Sunday 31 January 2010

Blair at Chilcot- "he believed every word he uttered"

Quickfire for The Record 30/01/10


Tanned, toned and talking the talk – Tony Blair showed he had lost none of his gifts of showmanship when he took the stand in front of the Chilcot inquiry.

If he appeared slightly nervous at first it did not take long for Teflon Tony to get into his stride. The tension in the room eased as his familiar voice began an apparently reasoned explanation of why Britain waged a war that cost the lives of 179 British service personnel, thousands of civilians casualties and fermented terrorism across the Middle East.

Mr Blair had arrived in secret two hours before the inquiry began. Security meant his life was not in danger but his reputation and his legacy were certainly at risk when he faced the public inquisition.

Anti-war protesters, who will haunt Tony Blair to the grave, formed a choir outside with Westminster Abbey in the background. This is how gladiator day at the Colosieum in ancient Rome must have looked with tents and scaffolds to shelter media crews and yellow jacketed centurions guarding the entrance to the arena.

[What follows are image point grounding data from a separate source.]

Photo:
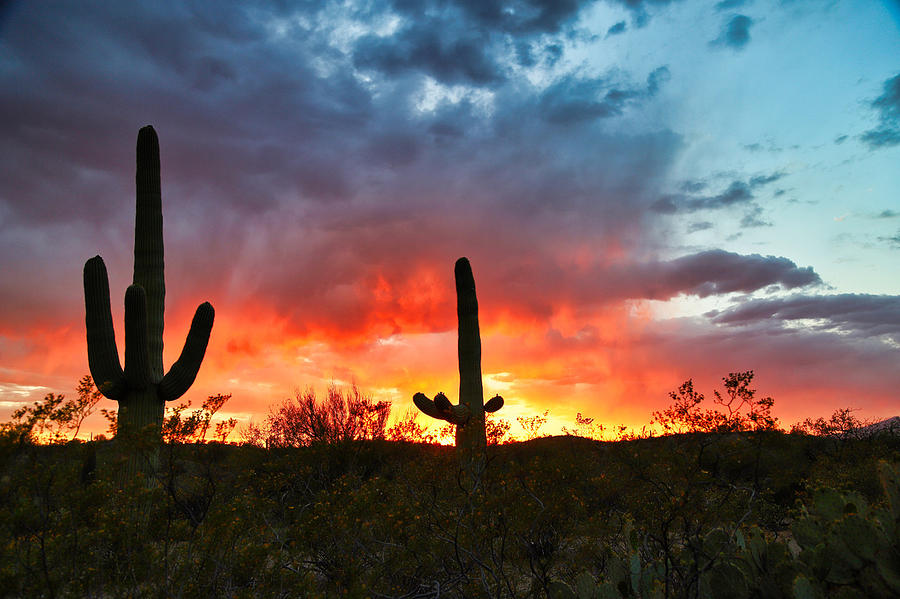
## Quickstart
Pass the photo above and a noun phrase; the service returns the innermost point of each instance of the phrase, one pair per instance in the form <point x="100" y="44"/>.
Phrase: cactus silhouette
<point x="141" y="388"/>
<point x="468" y="415"/>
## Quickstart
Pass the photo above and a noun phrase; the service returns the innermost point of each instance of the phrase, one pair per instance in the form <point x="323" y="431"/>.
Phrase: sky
<point x="649" y="191"/>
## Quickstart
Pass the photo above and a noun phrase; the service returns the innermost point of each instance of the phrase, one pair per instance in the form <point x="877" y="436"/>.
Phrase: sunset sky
<point x="648" y="191"/>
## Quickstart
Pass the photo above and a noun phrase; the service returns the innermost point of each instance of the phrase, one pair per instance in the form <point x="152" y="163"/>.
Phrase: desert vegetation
<point x="329" y="497"/>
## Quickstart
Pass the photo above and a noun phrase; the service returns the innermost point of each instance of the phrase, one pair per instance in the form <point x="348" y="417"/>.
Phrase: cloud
<point x="856" y="314"/>
<point x="573" y="99"/>
<point x="893" y="241"/>
<point x="725" y="5"/>
<point x="699" y="226"/>
<point x="887" y="105"/>
<point x="459" y="59"/>
<point x="737" y="194"/>
<point x="736" y="33"/>
<point x="716" y="272"/>
<point x="616" y="29"/>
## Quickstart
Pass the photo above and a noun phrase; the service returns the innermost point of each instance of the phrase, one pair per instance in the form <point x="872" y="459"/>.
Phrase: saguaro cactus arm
<point x="103" y="355"/>
<point x="183" y="372"/>
<point x="441" y="408"/>
<point x="468" y="415"/>
<point x="493" y="404"/>
<point x="143" y="386"/>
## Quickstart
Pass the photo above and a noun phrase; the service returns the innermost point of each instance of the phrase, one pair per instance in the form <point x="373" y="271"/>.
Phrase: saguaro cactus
<point x="142" y="388"/>
<point x="468" y="415"/>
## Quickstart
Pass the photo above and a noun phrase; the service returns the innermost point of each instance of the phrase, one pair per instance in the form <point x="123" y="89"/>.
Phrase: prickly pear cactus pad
<point x="142" y="387"/>
<point x="468" y="414"/>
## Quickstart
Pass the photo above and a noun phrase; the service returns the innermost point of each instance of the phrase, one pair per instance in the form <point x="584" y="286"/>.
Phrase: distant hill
<point x="890" y="426"/>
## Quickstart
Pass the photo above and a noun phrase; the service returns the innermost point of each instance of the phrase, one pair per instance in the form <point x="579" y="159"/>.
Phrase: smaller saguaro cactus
<point x="468" y="414"/>
<point x="142" y="387"/>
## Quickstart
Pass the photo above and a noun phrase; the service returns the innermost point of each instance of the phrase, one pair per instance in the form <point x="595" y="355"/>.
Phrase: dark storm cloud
<point x="451" y="61"/>
<point x="887" y="105"/>
<point x="736" y="33"/>
<point x="717" y="272"/>
<point x="699" y="226"/>
<point x="463" y="41"/>
<point x="574" y="99"/>
<point x="856" y="314"/>
<point x="286" y="174"/>
<point x="522" y="17"/>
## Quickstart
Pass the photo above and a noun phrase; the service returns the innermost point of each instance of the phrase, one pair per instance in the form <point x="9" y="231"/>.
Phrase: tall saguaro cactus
<point x="142" y="387"/>
<point x="468" y="414"/>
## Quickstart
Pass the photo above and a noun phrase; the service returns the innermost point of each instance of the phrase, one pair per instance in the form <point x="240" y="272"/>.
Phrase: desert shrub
<point x="738" y="409"/>
<point x="344" y="415"/>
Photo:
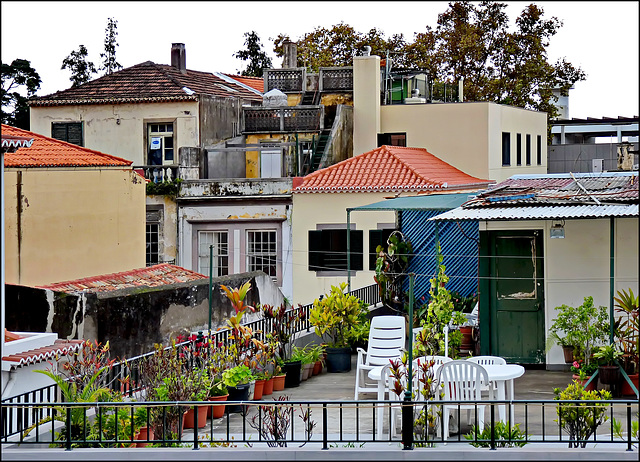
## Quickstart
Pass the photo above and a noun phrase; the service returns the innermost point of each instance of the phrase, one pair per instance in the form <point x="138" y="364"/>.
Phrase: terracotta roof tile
<point x="389" y="168"/>
<point x="254" y="82"/>
<point x="152" y="276"/>
<point x="49" y="152"/>
<point x="147" y="82"/>
<point x="37" y="355"/>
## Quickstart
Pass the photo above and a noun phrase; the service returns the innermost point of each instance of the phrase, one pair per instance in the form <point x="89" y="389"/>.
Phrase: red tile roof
<point x="254" y="82"/>
<point x="389" y="168"/>
<point x="147" y="82"/>
<point x="49" y="152"/>
<point x="152" y="276"/>
<point x="60" y="347"/>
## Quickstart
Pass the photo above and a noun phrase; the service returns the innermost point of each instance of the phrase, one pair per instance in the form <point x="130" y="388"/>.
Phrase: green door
<point x="515" y="297"/>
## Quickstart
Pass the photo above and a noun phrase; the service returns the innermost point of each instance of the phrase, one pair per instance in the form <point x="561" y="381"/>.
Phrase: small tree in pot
<point x="331" y="316"/>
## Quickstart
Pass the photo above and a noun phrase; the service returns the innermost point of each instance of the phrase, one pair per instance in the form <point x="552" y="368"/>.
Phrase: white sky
<point x="600" y="37"/>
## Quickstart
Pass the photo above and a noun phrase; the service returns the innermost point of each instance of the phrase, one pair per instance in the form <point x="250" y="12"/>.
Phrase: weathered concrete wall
<point x="219" y="119"/>
<point x="132" y="320"/>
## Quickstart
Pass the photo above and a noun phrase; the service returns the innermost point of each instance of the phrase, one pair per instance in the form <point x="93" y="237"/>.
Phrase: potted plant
<point x="580" y="421"/>
<point x="283" y="323"/>
<point x="331" y="315"/>
<point x="627" y="331"/>
<point x="237" y="380"/>
<point x="583" y="327"/>
<point x="608" y="370"/>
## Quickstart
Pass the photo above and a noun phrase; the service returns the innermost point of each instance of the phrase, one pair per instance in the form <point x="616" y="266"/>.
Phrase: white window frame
<point x="219" y="253"/>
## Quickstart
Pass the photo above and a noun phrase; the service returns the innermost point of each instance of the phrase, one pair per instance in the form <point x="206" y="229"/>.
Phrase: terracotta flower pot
<point x="258" y="391"/>
<point x="317" y="368"/>
<point x="592" y="385"/>
<point x="215" y="412"/>
<point x="144" y="434"/>
<point x="189" y="417"/>
<point x="268" y="387"/>
<point x="278" y="382"/>
<point x="626" y="388"/>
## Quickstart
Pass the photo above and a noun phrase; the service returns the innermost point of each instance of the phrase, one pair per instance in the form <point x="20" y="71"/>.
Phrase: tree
<point x="109" y="63"/>
<point x="337" y="46"/>
<point x="258" y="59"/>
<point x="80" y="68"/>
<point x="18" y="77"/>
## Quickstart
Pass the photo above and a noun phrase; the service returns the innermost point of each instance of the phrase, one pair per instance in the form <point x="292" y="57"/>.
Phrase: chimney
<point x="290" y="51"/>
<point x="179" y="57"/>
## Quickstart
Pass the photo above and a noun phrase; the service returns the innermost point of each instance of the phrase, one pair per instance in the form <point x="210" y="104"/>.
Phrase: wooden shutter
<point x="315" y="251"/>
<point x="356" y="256"/>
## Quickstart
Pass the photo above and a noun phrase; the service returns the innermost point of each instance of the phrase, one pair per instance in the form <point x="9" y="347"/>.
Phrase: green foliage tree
<point x="17" y="78"/>
<point x="470" y="40"/>
<point x="109" y="63"/>
<point x="253" y="53"/>
<point x="81" y="69"/>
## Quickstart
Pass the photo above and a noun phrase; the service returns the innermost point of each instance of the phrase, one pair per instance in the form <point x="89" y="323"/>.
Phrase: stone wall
<point x="133" y="319"/>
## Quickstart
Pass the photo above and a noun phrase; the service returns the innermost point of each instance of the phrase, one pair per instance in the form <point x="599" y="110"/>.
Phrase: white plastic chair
<point x="387" y="338"/>
<point x="462" y="380"/>
<point x="416" y="385"/>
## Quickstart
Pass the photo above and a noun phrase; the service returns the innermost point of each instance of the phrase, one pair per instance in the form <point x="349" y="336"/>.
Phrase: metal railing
<point x="329" y="423"/>
<point x="125" y="376"/>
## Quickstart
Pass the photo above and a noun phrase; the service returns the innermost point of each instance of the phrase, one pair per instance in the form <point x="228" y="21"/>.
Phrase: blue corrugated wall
<point x="459" y="246"/>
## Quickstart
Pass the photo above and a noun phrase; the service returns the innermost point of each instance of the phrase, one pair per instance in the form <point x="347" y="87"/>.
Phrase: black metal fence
<point x="320" y="423"/>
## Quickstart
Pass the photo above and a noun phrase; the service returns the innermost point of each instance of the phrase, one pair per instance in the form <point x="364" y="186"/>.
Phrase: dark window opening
<point x="506" y="149"/>
<point x="377" y="237"/>
<point x="328" y="250"/>
<point x="392" y="139"/>
<point x="71" y="132"/>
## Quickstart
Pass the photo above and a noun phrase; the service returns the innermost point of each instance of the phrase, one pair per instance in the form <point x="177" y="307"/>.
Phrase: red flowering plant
<point x="583" y="370"/>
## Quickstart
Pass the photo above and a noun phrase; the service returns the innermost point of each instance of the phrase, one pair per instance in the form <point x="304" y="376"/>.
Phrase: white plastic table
<point x="498" y="373"/>
<point x="501" y="374"/>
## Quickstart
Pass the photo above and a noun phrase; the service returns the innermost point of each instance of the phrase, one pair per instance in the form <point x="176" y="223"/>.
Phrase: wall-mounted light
<point x="557" y="230"/>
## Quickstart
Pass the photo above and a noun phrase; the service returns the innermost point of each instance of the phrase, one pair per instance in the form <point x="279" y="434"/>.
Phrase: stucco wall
<point x="468" y="135"/>
<point x="579" y="265"/>
<point x="126" y="139"/>
<point x="73" y="223"/>
<point x="312" y="209"/>
<point x="132" y="320"/>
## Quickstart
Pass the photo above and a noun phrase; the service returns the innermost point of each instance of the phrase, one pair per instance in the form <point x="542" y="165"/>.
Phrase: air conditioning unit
<point x="597" y="165"/>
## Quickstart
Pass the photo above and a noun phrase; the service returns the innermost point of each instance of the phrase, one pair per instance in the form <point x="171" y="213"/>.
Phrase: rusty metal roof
<point x="152" y="276"/>
<point x="554" y="196"/>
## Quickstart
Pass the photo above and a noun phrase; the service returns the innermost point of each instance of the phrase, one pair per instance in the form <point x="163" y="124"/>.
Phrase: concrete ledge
<point x="370" y="452"/>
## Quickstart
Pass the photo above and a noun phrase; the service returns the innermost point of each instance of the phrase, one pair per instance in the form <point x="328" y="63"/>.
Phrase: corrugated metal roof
<point x="541" y="212"/>
<point x="422" y="202"/>
<point x="152" y="276"/>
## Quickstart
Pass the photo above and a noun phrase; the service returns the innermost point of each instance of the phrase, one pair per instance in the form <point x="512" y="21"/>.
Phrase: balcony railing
<point x="286" y="119"/>
<point x="158" y="173"/>
<point x="334" y="423"/>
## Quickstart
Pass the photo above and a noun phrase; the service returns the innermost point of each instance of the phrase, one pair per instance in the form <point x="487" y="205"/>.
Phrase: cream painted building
<point x="599" y="227"/>
<point x="485" y="140"/>
<point x="70" y="213"/>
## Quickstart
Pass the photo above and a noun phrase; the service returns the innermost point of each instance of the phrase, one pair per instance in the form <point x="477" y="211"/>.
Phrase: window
<point x="160" y="144"/>
<point x="153" y="244"/>
<point x="377" y="237"/>
<point x="262" y="252"/>
<point x="392" y="139"/>
<point x="220" y="242"/>
<point x="506" y="149"/>
<point x="328" y="250"/>
<point x="71" y="132"/>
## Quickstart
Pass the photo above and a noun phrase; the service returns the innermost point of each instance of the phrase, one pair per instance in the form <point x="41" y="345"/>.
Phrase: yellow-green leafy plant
<point x="578" y="415"/>
<point x="334" y="313"/>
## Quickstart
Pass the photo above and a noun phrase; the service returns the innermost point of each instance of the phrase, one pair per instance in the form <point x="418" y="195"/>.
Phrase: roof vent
<point x="179" y="57"/>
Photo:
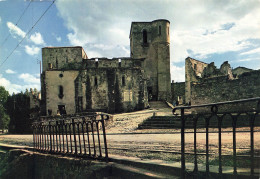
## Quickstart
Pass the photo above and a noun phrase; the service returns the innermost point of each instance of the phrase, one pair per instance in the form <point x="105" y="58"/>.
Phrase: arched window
<point x="96" y="81"/>
<point x="119" y="62"/>
<point x="123" y="80"/>
<point x="144" y="36"/>
<point x="57" y="64"/>
<point x="61" y="92"/>
<point x="96" y="62"/>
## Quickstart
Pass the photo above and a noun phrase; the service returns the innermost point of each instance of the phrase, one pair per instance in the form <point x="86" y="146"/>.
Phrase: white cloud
<point x="32" y="50"/>
<point x="15" y="31"/>
<point x="12" y="88"/>
<point x="9" y="71"/>
<point x="37" y="38"/>
<point x="28" y="78"/>
<point x="250" y="52"/>
<point x="58" y="39"/>
<point x="205" y="28"/>
<point x="178" y="73"/>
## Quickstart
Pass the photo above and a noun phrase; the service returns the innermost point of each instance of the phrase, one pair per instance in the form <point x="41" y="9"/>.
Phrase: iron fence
<point x="220" y="118"/>
<point x="83" y="136"/>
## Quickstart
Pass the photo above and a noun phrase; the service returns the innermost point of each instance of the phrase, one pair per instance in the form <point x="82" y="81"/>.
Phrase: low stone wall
<point x="24" y="164"/>
<point x="221" y="88"/>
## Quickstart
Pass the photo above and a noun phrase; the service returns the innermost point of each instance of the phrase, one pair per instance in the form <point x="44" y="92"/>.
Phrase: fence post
<point x="75" y="137"/>
<point x="50" y="136"/>
<point x="104" y="136"/>
<point x="182" y="144"/>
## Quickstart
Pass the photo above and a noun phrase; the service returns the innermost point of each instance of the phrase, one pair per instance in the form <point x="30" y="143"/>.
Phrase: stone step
<point x="158" y="104"/>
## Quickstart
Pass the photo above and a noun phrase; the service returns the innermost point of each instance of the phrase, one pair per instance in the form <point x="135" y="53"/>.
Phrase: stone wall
<point x="224" y="89"/>
<point x="30" y="165"/>
<point x="104" y="89"/>
<point x="151" y="40"/>
<point x="178" y="92"/>
<point x="60" y="57"/>
<point x="54" y="80"/>
<point x="115" y="89"/>
<point x="193" y="72"/>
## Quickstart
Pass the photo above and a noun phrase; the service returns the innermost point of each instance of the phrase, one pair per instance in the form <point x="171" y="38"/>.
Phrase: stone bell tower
<point x="151" y="40"/>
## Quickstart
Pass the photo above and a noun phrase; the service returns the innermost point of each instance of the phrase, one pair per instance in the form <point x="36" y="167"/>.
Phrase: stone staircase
<point x="172" y="122"/>
<point x="158" y="104"/>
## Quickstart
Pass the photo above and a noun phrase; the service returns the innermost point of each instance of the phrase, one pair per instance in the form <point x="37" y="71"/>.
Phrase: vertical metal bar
<point x="40" y="135"/>
<point x="104" y="136"/>
<point x="252" y="119"/>
<point x="50" y="136"/>
<point x="234" y="146"/>
<point x="207" y="146"/>
<point x="33" y="136"/>
<point x="44" y="131"/>
<point x="62" y="133"/>
<point x="182" y="144"/>
<point x="100" y="152"/>
<point x="79" y="138"/>
<point x="53" y="137"/>
<point x="219" y="146"/>
<point x="57" y="142"/>
<point x="89" y="149"/>
<point x="47" y="135"/>
<point x="75" y="137"/>
<point x="195" y="146"/>
<point x="83" y="134"/>
<point x="59" y="125"/>
<point x="71" y="149"/>
<point x="66" y="133"/>
<point x="93" y="137"/>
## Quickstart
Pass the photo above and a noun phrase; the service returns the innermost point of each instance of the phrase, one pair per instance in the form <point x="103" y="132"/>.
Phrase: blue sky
<point x="207" y="30"/>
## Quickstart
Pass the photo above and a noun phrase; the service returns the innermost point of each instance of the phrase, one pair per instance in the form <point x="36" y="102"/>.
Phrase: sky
<point x="207" y="30"/>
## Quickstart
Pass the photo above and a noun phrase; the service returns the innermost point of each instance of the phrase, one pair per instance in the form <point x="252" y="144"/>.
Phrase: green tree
<point x="4" y="118"/>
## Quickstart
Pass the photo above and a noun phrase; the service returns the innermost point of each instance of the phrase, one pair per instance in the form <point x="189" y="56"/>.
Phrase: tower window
<point x="96" y="62"/>
<point x="57" y="64"/>
<point x="61" y="92"/>
<point x="119" y="62"/>
<point x="123" y="80"/>
<point x="144" y="36"/>
<point x="95" y="81"/>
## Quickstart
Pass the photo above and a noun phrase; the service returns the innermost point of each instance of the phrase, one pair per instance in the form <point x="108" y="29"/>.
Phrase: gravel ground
<point x="125" y="139"/>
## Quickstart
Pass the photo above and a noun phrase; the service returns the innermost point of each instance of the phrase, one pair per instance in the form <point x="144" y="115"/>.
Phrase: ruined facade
<point x="151" y="41"/>
<point x="72" y="82"/>
<point x="204" y="83"/>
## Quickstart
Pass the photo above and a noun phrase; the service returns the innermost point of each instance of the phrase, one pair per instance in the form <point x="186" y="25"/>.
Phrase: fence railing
<point x="220" y="118"/>
<point x="83" y="136"/>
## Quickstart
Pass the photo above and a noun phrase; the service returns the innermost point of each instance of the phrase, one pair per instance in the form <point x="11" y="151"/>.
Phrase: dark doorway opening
<point x="62" y="109"/>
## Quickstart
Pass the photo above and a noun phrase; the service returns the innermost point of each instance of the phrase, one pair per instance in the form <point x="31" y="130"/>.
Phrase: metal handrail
<point x="214" y="112"/>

An queue of the ordinary British public forming an orderly snaking shape to get through security brought the scene back to the 21st century. They sat on the lottery allocated seats in the inquiry room or the overflow hall where we were all glued to TV monitors.

But if this was to be Tony Blair's judgement day the lions turned out to be toothless. He quickly turned his dock into another swansong on the centre stage.

Fluent, polite but determined not to give any ground Mr Blair gently talked the inquiry and the world through his reasons for going to war. He, and only he it seemed, had seen the world shift on its axis after 9/11. It was only a matter of time before rogue nations like Iraq and terror organisations started swapping WMDs with apocalyptic consequences for us all.

Deeper tanned and with greyer hair he did not deviate an inch from the line that Saddam had to be taken out by any means necessary. These were not his actual words, he spoke of disarmament, compliance and military options. But he exhibited the same steely determination that took him through the million strong anti-war protests, the anger of bereaved parents, as he said there were no lies and no regrets.

He slipped up over his slip up with Fern Brittan. It was a clumsy U-turn to a 'when did you stop beating your wife' kind of question. But for the most part he was fluent. With the personal stakes so high in that political cauldron of he pulled it off. The panel had no real armour to match his version of history.

When he asks us to imagine 2010 with Saddam still in power he was also warning the world that it faces the same decisions all over again with Iran. Basically he and George Bush had the “cojones” to take out Saddam and the next generation of leaders had to show the same courage with Tehran.

It was defiant stuff. No mistakes, no apology no regret. He knew what he was doing. It was a first class, lawyerly defence laced with the political vision he has always been able to communicate.

He believed the invasion was right, he believed that the cabinet had been given their say, he believed that ultimately he had done the right thing.

He believed every single word as he uttered them. That was always Tony Blair's exceptional political gift.